Saúde
Dor de cabeça no momento do sexo? Conheça a cefaleia orgástica
(crédito: Barbara Cabral/Esp. CB/D.A Press)
A chamada cefaleia orgástica ocorre antes ou durante a relação sexual, com dores fortes e intensas. Entenda as causas e saiba como evitá-la
Do tesão à dor. Terminar relacionamentos, conviver com parceiros e lidar com diferenças podem até causar dor de cabeça. Mas, para além do teor figurativo, sentir fortes dores de cabeça antes ou durante as relações sexuais é algo real e tem até nome conhecido na comunidade médica: cefaleia orgástica.
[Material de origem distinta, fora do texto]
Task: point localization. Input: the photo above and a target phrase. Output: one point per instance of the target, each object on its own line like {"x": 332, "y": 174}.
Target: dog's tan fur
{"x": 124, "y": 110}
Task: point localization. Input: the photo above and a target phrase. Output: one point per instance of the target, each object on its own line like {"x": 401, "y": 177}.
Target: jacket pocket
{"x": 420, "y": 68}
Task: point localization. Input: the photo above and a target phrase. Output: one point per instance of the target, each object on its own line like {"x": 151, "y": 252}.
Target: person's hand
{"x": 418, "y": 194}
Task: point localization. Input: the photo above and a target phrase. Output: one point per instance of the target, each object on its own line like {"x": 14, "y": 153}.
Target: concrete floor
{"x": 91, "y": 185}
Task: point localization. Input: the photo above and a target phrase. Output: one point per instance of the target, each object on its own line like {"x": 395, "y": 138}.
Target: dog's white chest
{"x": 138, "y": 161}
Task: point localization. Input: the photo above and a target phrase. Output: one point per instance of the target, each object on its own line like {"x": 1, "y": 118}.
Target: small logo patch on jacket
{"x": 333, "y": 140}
As cefaleias são dores de cabeça categorizadas pela Classificação Internacional de Cefaleias (CIC), divididas em tipos primários e secundários. Artigo publicado pela Sociedade Brasileira de Cefaleias (SBC) expõe a existência de mais de 150 tipos de cefaleia no mundo. As primárias não promovem qualquer tipo de risco à vida. Já as secundárias são a manifestação da dor de cabeça como sintoma para alguma outra doença, podendo vir de tumores, aneurismas e acidentes envolvendo o sistema nervoso.
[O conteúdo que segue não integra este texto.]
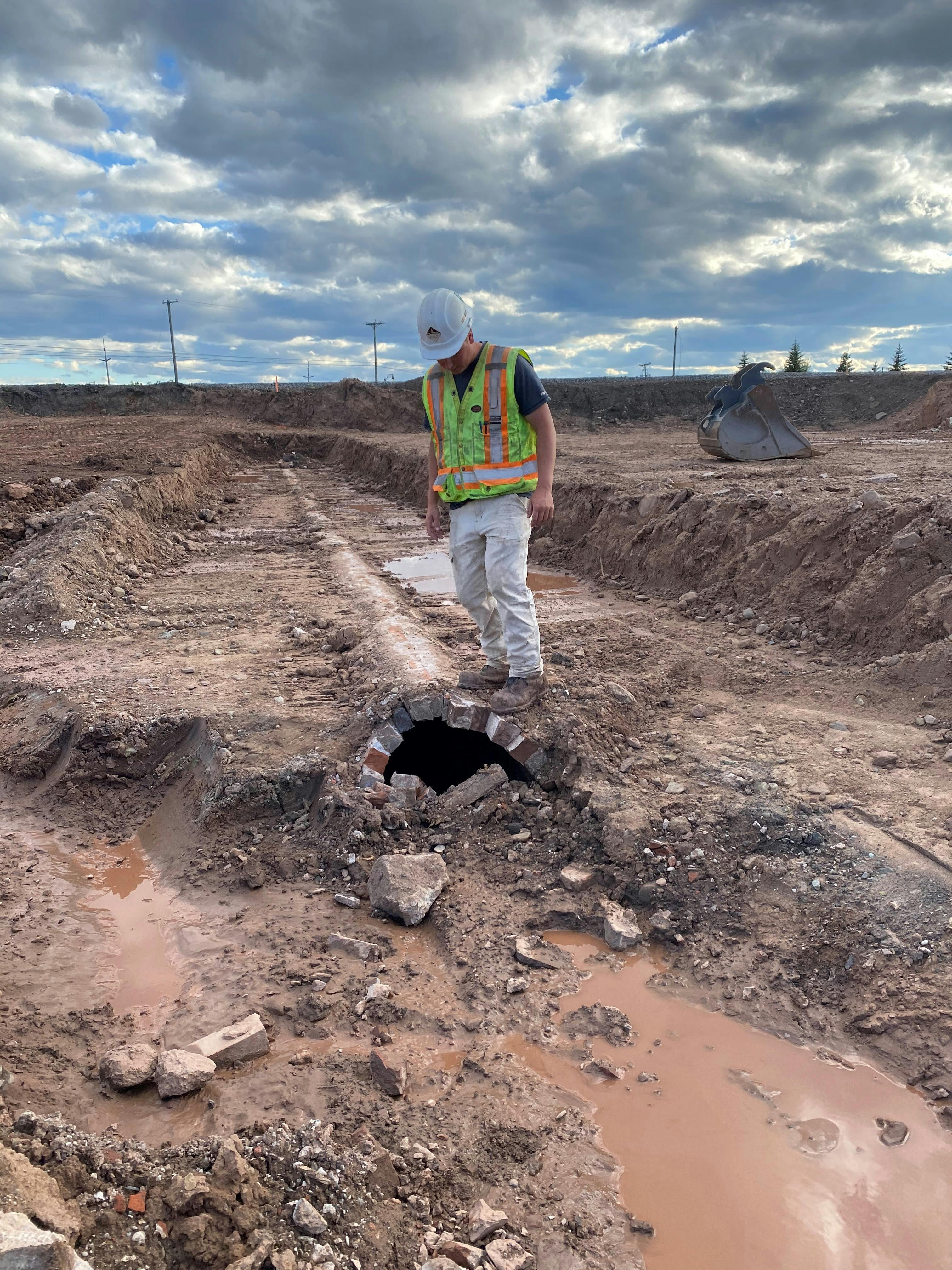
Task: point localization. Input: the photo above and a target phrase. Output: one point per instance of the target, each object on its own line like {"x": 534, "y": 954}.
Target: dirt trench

A cefaleia orgástica enquadra-se na categoria primária. O neurologista Ricardo Teixeira, diretor do Instituto do Cérebro de Brasília e integrante da Academia Brasileira de Neurologia (ABN), explica que o tipo pré-orgástico acontece durante o aumento da excitação sexual e pode durar de um minuto a 24 horas com forte intensidade, ou até 72 horas em intensidade moderada. “Já o tipo orgástico se dá no momento do orgasmo e costuma ser mais abrupta e forte.”
A última Classificação Internacional de Cefaleias trata esses dois tipos como um só entidade: cefaleia primária da atividade sexual, que pode ocorrer na excitação ou no orgasmo, explica o neurologista. O problema pode ocorrer tanto em homem quanto em mulher, mas a incidência maior é entre eles.
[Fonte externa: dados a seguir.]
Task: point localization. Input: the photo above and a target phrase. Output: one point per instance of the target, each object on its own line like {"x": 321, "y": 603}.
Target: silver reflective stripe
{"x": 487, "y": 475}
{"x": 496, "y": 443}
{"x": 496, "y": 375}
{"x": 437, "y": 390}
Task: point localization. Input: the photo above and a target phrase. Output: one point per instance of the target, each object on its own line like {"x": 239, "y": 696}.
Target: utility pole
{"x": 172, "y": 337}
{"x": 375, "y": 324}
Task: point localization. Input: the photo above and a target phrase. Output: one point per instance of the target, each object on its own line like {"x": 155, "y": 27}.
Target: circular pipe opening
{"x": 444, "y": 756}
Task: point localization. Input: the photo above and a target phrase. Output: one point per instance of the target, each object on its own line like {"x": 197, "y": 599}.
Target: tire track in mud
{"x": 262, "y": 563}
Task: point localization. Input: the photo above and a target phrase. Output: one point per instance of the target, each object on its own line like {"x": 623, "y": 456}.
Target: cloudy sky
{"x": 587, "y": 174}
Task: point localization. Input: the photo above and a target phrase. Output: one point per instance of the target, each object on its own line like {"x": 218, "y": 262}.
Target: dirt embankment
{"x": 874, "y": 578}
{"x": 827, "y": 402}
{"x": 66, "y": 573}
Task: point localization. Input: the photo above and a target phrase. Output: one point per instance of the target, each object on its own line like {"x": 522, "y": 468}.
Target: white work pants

As dores acontecem com mais frequência na parte posterior da cabeça — região occipital. Os episódios também podem ocorrer nos momentos de masturbação e são mais comuns em pessoas que já apresentam algum tipo de enxaqueca.
Como identificar
O neurologista Ricardo Teixeira diz que o diagnóstico é realizado por exclusão — apenas exames laboratoriais não são o suficiente. Primeiro eliminam-se outras possibilidades semelhantes de doenças neurológicas, como o rompimento de um aneurisma ou uma dissecção arterial. “Na maioria das vezes, as crises ocorrem de forma limitada, pode acontecer hoje e apenas voltar anos depois”, conta
Entretanto, cerca de 40% podem ter episódios recorrentes por mais de um ano. As dores não precisam acontecer em todo ato sexual para serem diagnosticadas como cefaleia orgástica, mas é necessário atentar-se às repetições.
Incidência
A ocorrência da cefaleia orgástica se dá com mais frequência entre os 30 e 60 anos, sendo mais frequente em homens do que em mulheres.
Por que acontece?
No momento da excitação, os vasos sanguíneos cerebrais sofrem uma pressão imediata, impedindo que haja a circulação do sangue, causando a dor.
Os riscos
O maior risco é o erro na hora do diagnóstico. Ricardo Teixeira ressalta que a não exclusão de outras condições neurológicas podem levar a quadros clínicos semelhantes ou mais severos, como o sangramento cerebral (aneurismas) devido à pressão feita nos vasos sanguíneos cerebrais. Logo, procurar um médico quando o incômodo for frequente é a opção mais segura.
O tratamento
Para as pessoas com crises repetidas, o uso anti-inflamatórios já mostrou bons resultados. Outra recomendação é ingerir remédios para crises de enxaqueca duas horas antes da atividade sexual, ou fazer uso de tratamentos profiláticos para dores de cabeça intensas. “Também há alguma recomendação de que a atitude passiva na relação sexual pode diminuir a chance de se ter uma crise”, diz o neurologista.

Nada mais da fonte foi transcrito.